Take a third proportional *BG* to *BC* and *EF* so that *BC* is to *EF* as *EF* is to *BG,* and join *AG.*

Since *AB* is to *BC* as *DE* is to *EF,* therefore, alternately, *AB* is to *DE* as *BC* is to *EF.*

But *BC* is to *EF* as *EF* is to *BG,* therefore also *AB* is to *DE* as *EF* is to *BG.*

Therefore in the triangles *ABG* and *DEF* the sides about the equal angles are reciprocally proportional.

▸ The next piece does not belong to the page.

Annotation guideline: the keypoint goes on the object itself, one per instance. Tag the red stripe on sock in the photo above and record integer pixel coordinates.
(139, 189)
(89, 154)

But those triangles which have one angle equal to one angle, and in which the sides about the equal angles are reciprocally proportional, are equal. Therefore the triangle *ABG* equals the triangle *DEF.*

Now since *BC* is to *EF* as *EF* is to *BG,* and, if three straight lines are proportional, the first has to the third a ratio duplicate of that which it has to the second, therefore *BC* has to *BG* a ratio duplicate of that which *BC* has to *EF.*

But *BC* is to *BG* as the triangle *ABC* is to the triangle *ABG,* therefore the triangle *ABC* also has to the triangle *ABG* a ratio duplicate of that which *BC* has to *EF.*

But the triangle *ABG* equals the triangle *DEF,* therefore the triangle *ABC* also has to the triangle *DEF* a ratio duplicate of that which *BC* has to *EF.*

Therefore, *similar triangles are to one another in the duplicate ratio of the corresponding sides.*

Q.E.D.

From this it is clear that if three straight lines are proportional, then the first is to the third as the figure described on the first is to that which is similar and similarly described on the second.